Election 2004 - IT on the Campaign Trail

By Elana Varon

PAGE 2

Before radio and television, every campaign depended on personal contact with voters. The most important investment a campaign made was in shoe leather. "People would show up on the doorstep," says Laurie Moskowitz, a consultant who ran field operations for the Democrats in 2000. But in the 1960s, the mass media began to interpose itself between campaign and voter, particularly in national elections. Candidates, advised by a growing mob of media consultants, tailored their messages for TV and built campaign strategies around advertising markets. They used consumer and census information to target voters by demographic slices?middle-class white men, African-Americans, suburban soccer moms and so on. "There was a de-emphasis on old-fashioned, grassroots campaigning," says James Gimpel, a political scientist and voter behavior expert at the University of Maryland, who consults with Republicans on how to use demographic data.

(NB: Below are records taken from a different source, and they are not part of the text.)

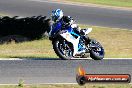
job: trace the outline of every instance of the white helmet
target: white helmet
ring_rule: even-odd
[[[51,17],[53,21],[59,21],[63,17],[63,11],[60,9],[53,10]]]

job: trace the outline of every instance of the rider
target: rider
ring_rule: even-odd
[[[85,36],[86,29],[81,29],[75,24],[73,25],[74,19],[70,16],[63,16],[62,10],[60,9],[53,10],[51,14],[51,18],[52,21],[50,21],[49,23],[49,31],[48,31],[49,39],[54,34],[54,28],[56,27],[56,24],[60,22],[62,24],[62,27],[64,28],[71,25],[72,28],[75,29],[76,32],[80,33],[85,38],[86,41],[89,41],[89,38]],[[86,42],[86,44],[87,43],[88,42]]]

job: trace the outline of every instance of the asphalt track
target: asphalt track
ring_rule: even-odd
[[[29,0],[0,0],[0,13],[33,16],[49,16],[51,10],[63,9],[65,15],[74,17],[78,23],[132,29],[132,11],[96,8],[54,2]],[[82,65],[87,73],[131,74],[132,60],[1,60],[0,84],[16,84],[23,79],[30,83],[76,83],[76,69]]]
[[[53,1],[55,0],[0,0],[0,13],[49,16],[53,9],[60,8],[65,15],[72,16],[77,23],[132,29],[132,10],[68,5]]]
[[[78,66],[83,66],[87,74],[130,74],[131,59],[105,59],[102,61],[22,59],[0,60],[0,84],[76,83]]]

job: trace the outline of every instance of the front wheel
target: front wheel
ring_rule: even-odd
[[[63,38],[58,38],[52,41],[55,53],[64,60],[73,57],[73,46]]]
[[[104,48],[98,41],[91,39],[89,47],[90,47],[90,57],[92,59],[102,60],[104,58],[104,54],[105,54]]]

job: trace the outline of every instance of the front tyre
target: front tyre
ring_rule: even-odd
[[[105,54],[104,48],[98,41],[91,39],[89,47],[90,47],[90,57],[92,59],[102,60],[104,58],[104,54]]]
[[[52,44],[55,53],[61,59],[67,60],[73,57],[73,46],[63,38],[53,40]]]

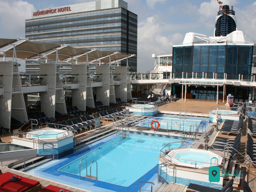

This media-focused strategy resulted in sweeping demographic slices, which led to homogenized messages that failed to inspire a lot of voters. Consequently, they tuned out. Between 1952 and 1972, 60 percent or more of the electorate regularly voted for president. But since 1972, the turnout of eligible voters for presidential elections has reached 60 percent only once, when Bill Clinton was elected in 1992 (60.6 percent of eligible voters went to the polls that year). Voters, sophisticated in the ways of mass marketing, "find it easy to blow off slick advertising," explains Gimpel.

Virtual Shoe Leather

Today, technology brings campaigning full circle and reintroduces shoe leather?virtually. Modern relational database technology makes it easy to compile an unprecedented amount of information about voters that can be used to create customized messages. From local election records, the campaigns can access data on party affiliation, age, gender and how often someone votes. From the census and polling, they can derive information about race, household income and family status. The Internet and fast, inexpensive servers enable the state parties and campaign operatives to keep millions of records current in near real-time. And with that data, Web-based tools allow campaigns to segment voters quickly and efficiently so that campaign workers can make on-the-spot decisions about where to advertise, whom to call or e-mail, which doors to knock on and what messages to send. Last year, Kerry, Sen. John Edwards, Howard Dean and others campaigning in Iowa shelled out $65,000 each to the state Democratic Party for a database of 1.8 million Iowa voters (under campaign finance laws, candidates and party organizations don’t get anything for free; they have to pay for each others’ services).